Avaliação: Chevrolet Trailblazer 2.8

Novo sistema de contrapesos no câmbio promete melhorar ruídos e consumo do SUV. Promete...

Fotos: Divulgação | Texto: João Anacleto

Centrifugal Pendulum Absorber ou simplesmente CPA. Segundo a Chevrolet este é o sistema que fará os donos do carro não se incomodarem com alguns ruídos da transmissão, trepidações no carro, nível de ruídos e de quebra melhoram a eficiência do conjunto. A marca garante que agora, como o acoplamento da transmissão se dá em rotações mais baixas, ele acelera mais rápido e retoma com mais vontade do que nunca. Algo que nunca foi problema para o 2.8 turbodiesel de 200 cv e 51 mkgf de torque.

CASTANHOLAS

O CPA consiste em pêndulos colocados em uma placa que fazem força centrífuga contrária às vibrações naturais da transmissão em funcionamento. Com ele a caixa fica mais estável e baixa o nível de ruído e o barulho de castanholas sendo tocadas, comum nos carros a diesel com quatro cilindros e grande capacidade de deslocamento, como este 2.8.

Chevrolet Trailblazer 2.8

Para melhorar o consumo, a engenharia também desenvolveu um gerenciador para o alternador, fazendo com que o equipamento elétrico entre em cena apenas quando o conjunto precisar de energia extra, sem roubar força do motor por qualquer besteira. Assim, segundo a Chevrolet, o SUV está 15% mais econômico, alcançando médias de 8,4 km/l de diesel na cidade e 10,5 km/l em percurso rodoviário, mesmo puxando 2.161 kg.
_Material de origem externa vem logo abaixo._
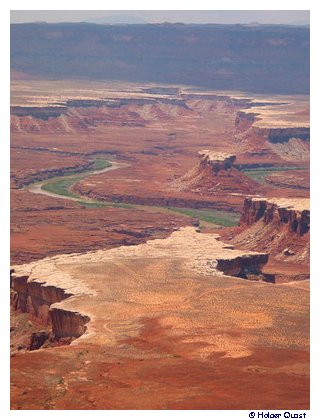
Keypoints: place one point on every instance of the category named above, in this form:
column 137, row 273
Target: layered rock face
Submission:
column 289, row 213
column 49, row 289
column 37, row 297
column 216, row 172
column 217, row 160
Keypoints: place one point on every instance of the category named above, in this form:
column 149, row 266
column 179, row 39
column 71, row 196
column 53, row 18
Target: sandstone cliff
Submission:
column 216, row 172
column 277, row 226
column 63, row 292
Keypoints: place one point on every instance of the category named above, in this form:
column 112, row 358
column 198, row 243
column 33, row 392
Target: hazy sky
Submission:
column 295, row 17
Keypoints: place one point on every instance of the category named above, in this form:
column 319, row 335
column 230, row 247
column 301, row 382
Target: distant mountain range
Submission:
column 254, row 58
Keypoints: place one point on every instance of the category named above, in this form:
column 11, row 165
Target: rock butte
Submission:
column 164, row 324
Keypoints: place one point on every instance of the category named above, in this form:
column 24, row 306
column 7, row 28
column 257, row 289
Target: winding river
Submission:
column 210, row 217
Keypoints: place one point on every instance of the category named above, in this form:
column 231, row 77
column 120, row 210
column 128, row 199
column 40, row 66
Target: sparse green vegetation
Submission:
column 101, row 163
column 62, row 186
column 259, row 174
column 216, row 217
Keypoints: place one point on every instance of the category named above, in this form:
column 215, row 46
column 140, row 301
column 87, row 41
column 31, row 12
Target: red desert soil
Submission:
column 166, row 331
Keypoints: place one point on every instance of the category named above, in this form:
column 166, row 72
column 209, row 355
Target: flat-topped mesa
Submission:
column 214, row 173
column 39, row 293
column 217, row 160
column 294, row 214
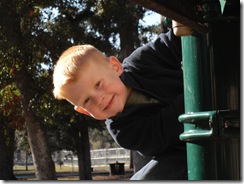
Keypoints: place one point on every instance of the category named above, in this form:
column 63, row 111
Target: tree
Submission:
column 17, row 50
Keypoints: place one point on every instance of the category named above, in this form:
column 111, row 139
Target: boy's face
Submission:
column 99, row 92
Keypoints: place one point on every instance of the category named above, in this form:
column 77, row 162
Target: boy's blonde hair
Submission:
column 70, row 63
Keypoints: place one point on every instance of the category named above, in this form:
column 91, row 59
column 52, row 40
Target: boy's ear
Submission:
column 116, row 65
column 82, row 111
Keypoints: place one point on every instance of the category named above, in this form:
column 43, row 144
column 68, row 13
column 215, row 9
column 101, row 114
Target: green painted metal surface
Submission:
column 212, row 102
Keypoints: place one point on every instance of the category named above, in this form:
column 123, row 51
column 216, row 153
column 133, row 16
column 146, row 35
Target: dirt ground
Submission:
column 101, row 178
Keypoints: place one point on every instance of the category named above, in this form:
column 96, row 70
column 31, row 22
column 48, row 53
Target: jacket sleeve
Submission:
column 149, row 130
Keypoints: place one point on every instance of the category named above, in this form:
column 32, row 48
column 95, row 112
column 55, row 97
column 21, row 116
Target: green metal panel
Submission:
column 211, row 66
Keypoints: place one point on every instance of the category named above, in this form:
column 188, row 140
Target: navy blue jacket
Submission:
column 155, row 70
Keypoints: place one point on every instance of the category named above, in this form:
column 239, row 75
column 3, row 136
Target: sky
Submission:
column 151, row 19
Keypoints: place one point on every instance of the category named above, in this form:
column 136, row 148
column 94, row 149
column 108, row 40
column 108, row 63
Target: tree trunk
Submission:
column 43, row 163
column 6, row 150
column 83, row 151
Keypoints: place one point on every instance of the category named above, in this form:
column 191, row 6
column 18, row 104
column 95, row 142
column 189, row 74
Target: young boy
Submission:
column 140, row 99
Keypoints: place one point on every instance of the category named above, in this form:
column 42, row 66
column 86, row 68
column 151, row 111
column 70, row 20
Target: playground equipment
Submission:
column 211, row 65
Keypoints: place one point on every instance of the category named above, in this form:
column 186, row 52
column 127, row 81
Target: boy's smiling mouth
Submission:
column 109, row 103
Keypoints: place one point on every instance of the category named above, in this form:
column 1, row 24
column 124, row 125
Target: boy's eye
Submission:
column 98, row 84
column 86, row 100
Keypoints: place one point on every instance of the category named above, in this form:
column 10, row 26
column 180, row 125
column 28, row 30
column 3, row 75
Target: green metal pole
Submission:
column 192, row 53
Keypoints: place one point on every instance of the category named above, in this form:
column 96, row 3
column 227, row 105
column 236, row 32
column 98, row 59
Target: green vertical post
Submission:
column 211, row 90
column 192, row 59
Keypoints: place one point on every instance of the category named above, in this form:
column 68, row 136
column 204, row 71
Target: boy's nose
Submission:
column 99, row 99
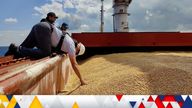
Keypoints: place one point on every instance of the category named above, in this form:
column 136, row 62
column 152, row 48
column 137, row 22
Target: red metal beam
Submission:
column 134, row 39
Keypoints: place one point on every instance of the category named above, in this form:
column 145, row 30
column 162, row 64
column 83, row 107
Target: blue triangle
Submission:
column 132, row 103
column 161, row 97
column 178, row 98
column 9, row 97
column 187, row 103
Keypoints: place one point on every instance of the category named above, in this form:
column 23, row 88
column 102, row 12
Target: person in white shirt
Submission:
column 68, row 46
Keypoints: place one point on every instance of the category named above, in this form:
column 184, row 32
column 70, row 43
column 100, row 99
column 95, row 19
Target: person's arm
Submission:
column 75, row 67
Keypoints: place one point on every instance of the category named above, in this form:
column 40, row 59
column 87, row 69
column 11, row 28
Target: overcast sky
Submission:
column 18, row 16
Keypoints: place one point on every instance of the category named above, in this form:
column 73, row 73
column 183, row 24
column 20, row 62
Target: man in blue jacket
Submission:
column 38, row 42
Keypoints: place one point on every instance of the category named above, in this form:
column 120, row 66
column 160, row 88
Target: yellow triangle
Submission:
column 4, row 98
column 36, row 103
column 12, row 103
column 75, row 105
column 1, row 105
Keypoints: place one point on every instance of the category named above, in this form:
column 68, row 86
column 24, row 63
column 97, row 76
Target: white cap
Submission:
column 81, row 49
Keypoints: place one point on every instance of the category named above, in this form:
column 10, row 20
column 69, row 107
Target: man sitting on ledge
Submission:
column 38, row 42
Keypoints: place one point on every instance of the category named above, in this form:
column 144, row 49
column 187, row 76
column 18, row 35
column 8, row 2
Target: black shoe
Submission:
column 12, row 50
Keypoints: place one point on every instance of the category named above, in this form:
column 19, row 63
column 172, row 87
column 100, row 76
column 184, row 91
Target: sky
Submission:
column 18, row 16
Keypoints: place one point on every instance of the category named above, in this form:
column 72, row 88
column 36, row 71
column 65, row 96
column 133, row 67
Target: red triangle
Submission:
column 119, row 96
column 169, row 105
column 159, row 103
column 180, row 104
column 169, row 98
column 150, row 99
column 141, row 105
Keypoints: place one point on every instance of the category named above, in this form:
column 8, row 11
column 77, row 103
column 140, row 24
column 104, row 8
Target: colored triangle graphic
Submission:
column 17, row 106
column 119, row 97
column 12, row 102
column 169, row 105
column 1, row 105
column 141, row 105
column 9, row 97
column 75, row 105
column 169, row 98
column 161, row 97
column 132, row 103
column 36, row 103
column 180, row 104
column 187, row 103
column 159, row 103
column 178, row 98
column 4, row 98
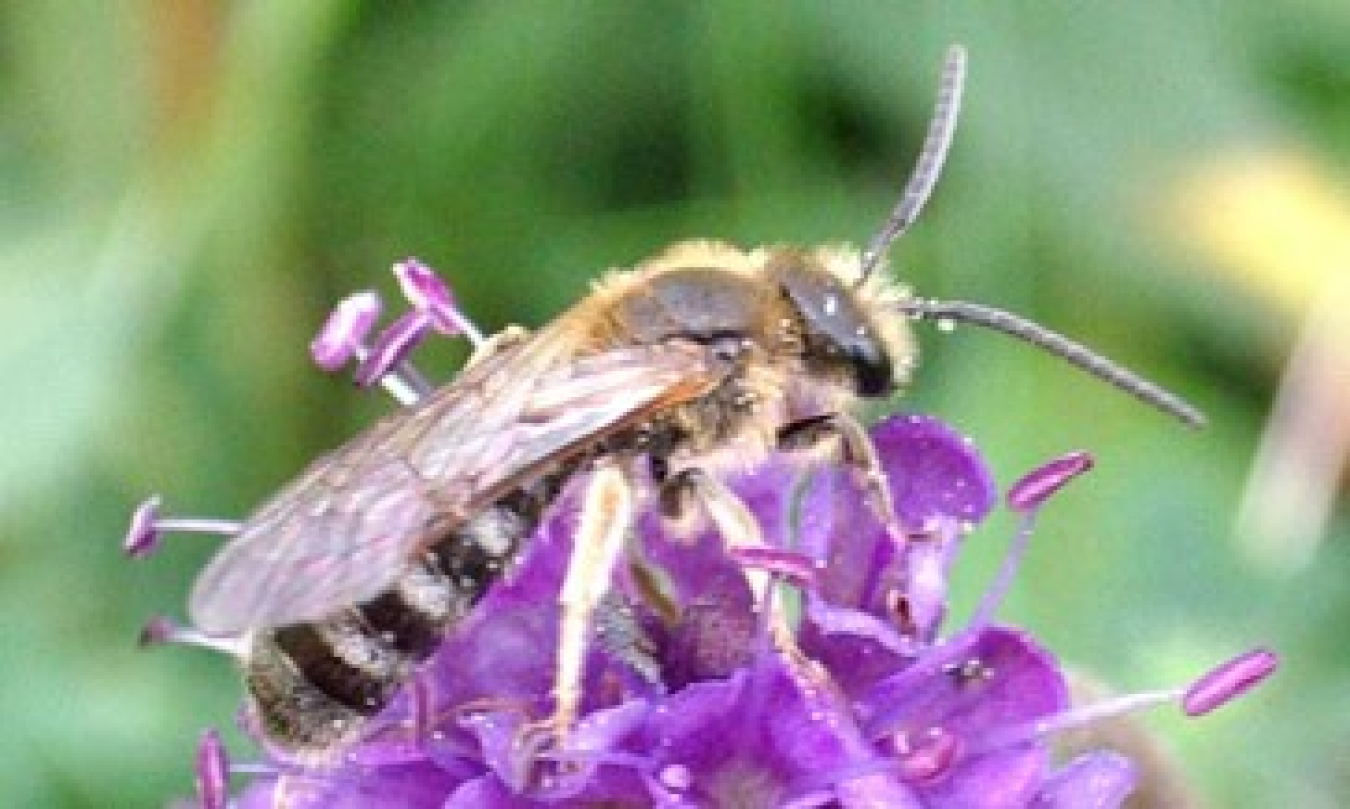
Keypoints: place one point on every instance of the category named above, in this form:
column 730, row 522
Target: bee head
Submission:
column 837, row 332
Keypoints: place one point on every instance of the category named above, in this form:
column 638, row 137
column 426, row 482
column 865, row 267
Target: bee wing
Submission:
column 346, row 528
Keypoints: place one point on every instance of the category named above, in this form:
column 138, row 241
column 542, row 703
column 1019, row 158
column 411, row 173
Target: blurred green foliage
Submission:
column 189, row 185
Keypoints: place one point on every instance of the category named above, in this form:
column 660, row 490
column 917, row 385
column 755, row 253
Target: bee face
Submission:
column 843, row 328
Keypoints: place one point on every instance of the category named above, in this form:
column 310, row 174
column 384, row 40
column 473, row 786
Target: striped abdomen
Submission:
column 315, row 684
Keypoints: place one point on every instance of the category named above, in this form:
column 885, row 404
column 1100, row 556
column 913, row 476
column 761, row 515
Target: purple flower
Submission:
column 851, row 690
column 693, row 700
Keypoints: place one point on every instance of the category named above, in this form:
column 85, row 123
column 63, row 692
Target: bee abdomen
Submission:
column 315, row 684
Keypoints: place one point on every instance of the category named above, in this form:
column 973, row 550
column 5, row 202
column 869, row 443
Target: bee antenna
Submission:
column 936, row 142
column 1060, row 346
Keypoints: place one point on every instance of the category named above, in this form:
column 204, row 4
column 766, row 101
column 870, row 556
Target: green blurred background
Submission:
column 188, row 185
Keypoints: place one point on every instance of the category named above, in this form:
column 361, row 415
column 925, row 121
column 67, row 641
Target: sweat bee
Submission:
column 698, row 361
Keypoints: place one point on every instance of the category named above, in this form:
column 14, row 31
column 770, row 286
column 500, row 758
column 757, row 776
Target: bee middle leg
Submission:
column 857, row 453
column 693, row 489
column 606, row 517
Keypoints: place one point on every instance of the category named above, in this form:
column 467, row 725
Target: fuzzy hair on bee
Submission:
column 697, row 362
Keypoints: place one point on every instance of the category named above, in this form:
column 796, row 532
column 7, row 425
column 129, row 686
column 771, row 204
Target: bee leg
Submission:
column 506, row 338
column 856, row 451
column 605, row 520
column 736, row 524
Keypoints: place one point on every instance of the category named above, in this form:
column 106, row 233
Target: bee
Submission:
column 698, row 361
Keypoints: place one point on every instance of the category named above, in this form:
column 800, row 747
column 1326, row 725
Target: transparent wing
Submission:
column 344, row 530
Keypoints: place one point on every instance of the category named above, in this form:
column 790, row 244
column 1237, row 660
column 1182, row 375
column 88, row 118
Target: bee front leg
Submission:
column 605, row 520
column 856, row 450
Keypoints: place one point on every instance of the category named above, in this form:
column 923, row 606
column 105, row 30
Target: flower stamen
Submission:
column 212, row 774
column 162, row 630
column 1212, row 689
column 428, row 293
column 146, row 527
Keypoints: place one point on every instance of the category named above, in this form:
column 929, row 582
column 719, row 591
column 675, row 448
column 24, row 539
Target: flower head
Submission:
column 691, row 700
column 701, row 689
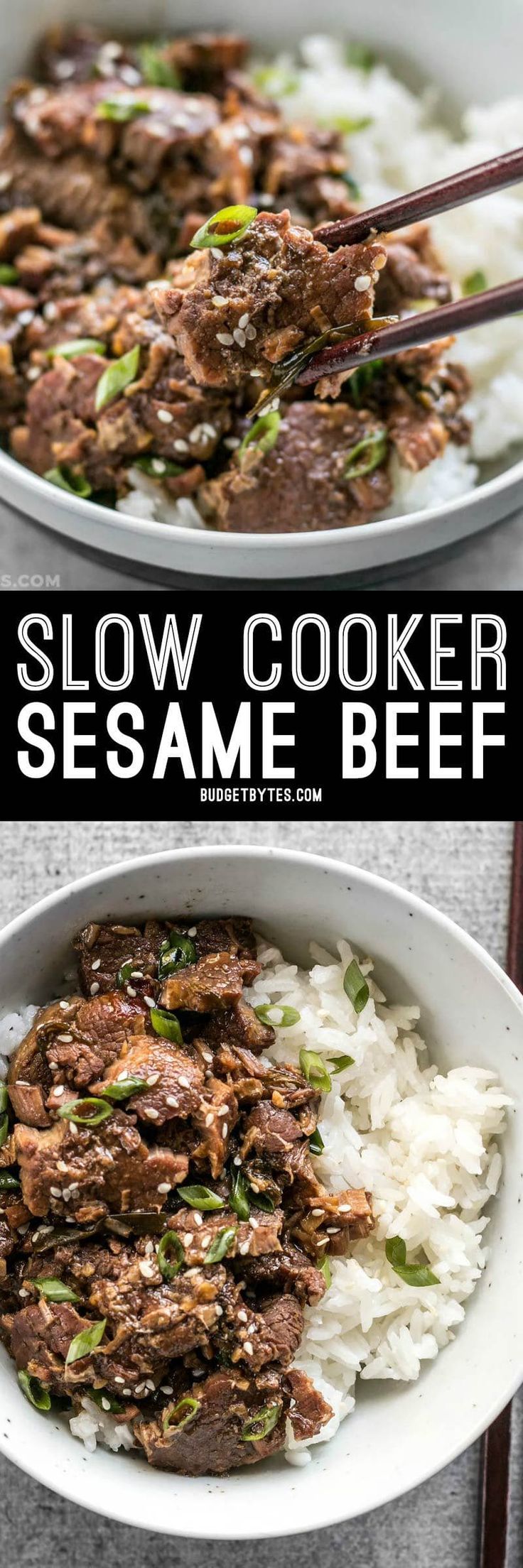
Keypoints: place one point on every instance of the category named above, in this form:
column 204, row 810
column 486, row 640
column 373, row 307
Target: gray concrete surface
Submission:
column 487, row 560
column 462, row 868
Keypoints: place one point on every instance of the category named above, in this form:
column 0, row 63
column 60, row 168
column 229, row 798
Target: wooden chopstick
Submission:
column 456, row 190
column 426, row 327
column 497, row 1442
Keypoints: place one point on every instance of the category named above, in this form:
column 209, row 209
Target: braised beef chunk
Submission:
column 88, row 1172
column 303, row 481
column 249, row 305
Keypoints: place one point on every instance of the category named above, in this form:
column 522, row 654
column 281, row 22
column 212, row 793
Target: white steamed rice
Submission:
column 424, row 1143
column 402, row 148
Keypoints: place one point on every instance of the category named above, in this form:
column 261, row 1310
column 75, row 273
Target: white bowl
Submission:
column 473, row 52
column 472, row 1013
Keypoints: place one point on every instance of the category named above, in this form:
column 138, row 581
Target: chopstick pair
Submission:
column 423, row 328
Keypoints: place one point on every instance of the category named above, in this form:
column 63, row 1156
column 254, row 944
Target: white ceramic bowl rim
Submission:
column 33, row 1460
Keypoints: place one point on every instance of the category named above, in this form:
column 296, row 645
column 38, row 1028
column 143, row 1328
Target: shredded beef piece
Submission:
column 104, row 1169
column 212, row 982
column 175, row 1079
column 281, row 289
column 301, row 485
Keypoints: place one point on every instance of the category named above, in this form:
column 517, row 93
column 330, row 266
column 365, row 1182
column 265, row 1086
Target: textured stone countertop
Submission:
column 464, row 869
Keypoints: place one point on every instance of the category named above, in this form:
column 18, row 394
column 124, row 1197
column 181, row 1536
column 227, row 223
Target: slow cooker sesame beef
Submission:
column 166, row 1226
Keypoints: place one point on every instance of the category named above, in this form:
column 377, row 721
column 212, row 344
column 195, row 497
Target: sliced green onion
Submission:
column 166, row 1024
column 87, row 1341
column 223, row 228
column 76, row 345
column 158, row 468
column 124, row 973
column 410, row 1274
column 72, row 1111
column 315, row 1069
column 9, row 275
column 288, row 1015
column 124, row 1089
column 367, row 455
column 55, row 1291
column 170, row 1244
column 362, row 379
column 156, row 71
column 65, row 479
column 190, row 1405
column 176, row 954
column 117, row 379
column 35, row 1391
column 324, row 1269
column 355, row 986
column 263, row 435
column 259, row 1426
column 122, row 109
column 360, row 55
column 475, row 283
column 239, row 1194
column 200, row 1197
column 106, row 1403
column 220, row 1246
Quanto ao desempenho, a fabricante garante que o brutamontes acelera de 0 a 100 km/h em apenas 10,4 s, o que o deixaria na frente, por exemplo, do pequenino Fiat Argo HGT 1.8 em uma prova de arrancada. Mas quem quer acelerar pode comprar a versão 3.6 V6, que faz de 0 a 100 km/h na casa dos 7,5 segundos.

Chevrolet Trailblazer 2.8

HIMALAIA

Depois dessa aula de graxa só por causa de um detalhe no câmbio, fomos ver como isso funciona na prática. E, sinceramente, não percebemos absolutamente nada de diferente. O Trailblazer continua com o jeitão de SUV de verdade, que poderia subir o Himalaia com sua a força do motor e a tração nas quatro rodas integral. Mas não está sensivelmente mais ruidosa, tampouco dá a entender que anda mais do que antes. É claro que em testes específicos e científicos na pista, essa diferença possa aparecer, mas na vida real ela só se diferencia mesmo da antecessora pelos logotipos “Trailblazer” e “2.8 CTDi LTZ” terem trocado de lado na tampa traseira. Agora o nome do carro fica do lado esquerdo, como era desde os tempos do Opala.

Com tais “mudanças” essa versão diesel também ficou mais cara, passou de R$ 203.990 para R$ 205.990 na linha 2018.  Já a versão 3.6 V6 a gasolina e 279 cv continua custando R$ 173.990, e não traz (porque não precisa) essa atualização da transmissão.